出所後は知り合いの伝手を頼りに、パチンコ店で働く事になる。
今は店長だ。
妻の美奈子とは、三年前にそのパチンコ店で出会った。
彼女が、カウンタースタッフとして入社したのだ。
すでに離婚していた美奈子は、ほどなくして郁太と交際するようになる。
交際当時、郁太は優しかった。
しかし、結婚し同居するようになってからは、徐々に本性を現し、暴言暴力が増えていった。
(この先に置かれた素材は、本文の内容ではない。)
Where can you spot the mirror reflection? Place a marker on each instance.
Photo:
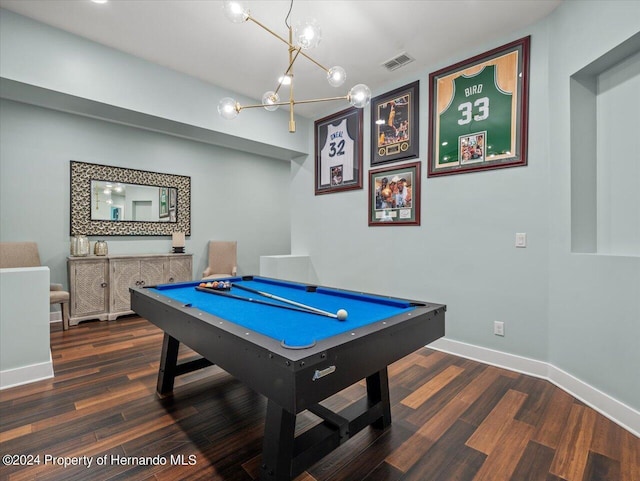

そして今回の震災により、パチンコ店の臨時休業を余儀なくされると、その苛立ちから郁太は、娘の結衣にまで虐待を始めるのだった。
「おい美奈子、ビールが切れてるじゃないか!」
「ごめんなさい。すぐに買って来ますね」
夕食の支度をしていた美奈子は、エプロンを椅子にかける。
素早くカーディガンを羽織ると、財布を持って出掛けようとした。
そんな美奈子に、郁太から追加注文だ。
「あと駅前にあるコンビニで、唐揚げ買ってきてくれ。煙草もワンカートンな」
「あ、はい」
郁太の機嫌を損なわないよう、美奈子は急いで飛び出した。
免許を持っていない彼女は、自転車にまたがると、すぐに走り出す。
美奈子がいなくなると、郁太は煙草に火を付け、ソファに深々と座った。
しばらく一点を見つめながら、煙草の煙を燻らせる。
その様子を、三メートルほど離れた食卓の影から黙って見つめる結衣。
美奈子がいなくなった今、結衣への虐待を止める者はいない。
いや、美奈子がいても無理だろう。
数日前、美奈子は結衣の火傷を治療し、包帯を巻いている時に言った。
「しつけだから仕方がないのよ……」と。
その時から、結衣は自分を庇ってくれない母親に対して、不信感を抱く事になる。
「さてと……」
郁太は灰皿の底で煙草の火をもみ消すと、結衣を睨んだ。
結衣は、飛び上がりそうになるほど震えた。
「結衣、なんであんな奴と一緒にいたんだ? しかも俺の手を払いのけて、あいつのところへ逃げたな。そんなに俺の事が嫌いか?」
もう、どんな言い訳をしても怒られるだろう。
結衣は顔を引きつらせ、後ずさりを始めた。
郁太は立ち上がると、お湯を沸かそうとする。
また熱湯で痛めつける気だ。
「しょうがないよな、しつけだから……」
そう呟いた瞬間、結衣は慌てて逃げ出した。
だが、逃げる事を予期していた郁太の手が、素早く結衣を捕らえた。
「いやっ!」
「いやじゃない、お前のためだ。聞き分けのない人間になって欲しくないんだよ!」
結衣は身をよじらせ、郁太の手を振りほどくと、玄関へと走り出した。
チッと舌打ちをして、追いかける郁太。
ドタドタと、不穏な音が家中に響いた。
「待てっ!」
郁太が掴むより早く、結衣は玄関ドアを開けて飛び出した。
……ドスンッ!
何かに正面衝突した。
軽く跳ね飛ばされた後、顔を押さえて見上げる結衣。
そこに立っていたのは、なんとアツシだった。
「あっ! おじさん! 助けに来てくれたの?」
結衣の顔がほころぶ。
一方のアツシは、いきなり目の前のドアが開き、結衣が飛び出してきた事に驚いている。
「えっ、あ……」
アツシは、上手く返事が出来なかった。
そして、結衣の向こうにいる郁太と目が合った。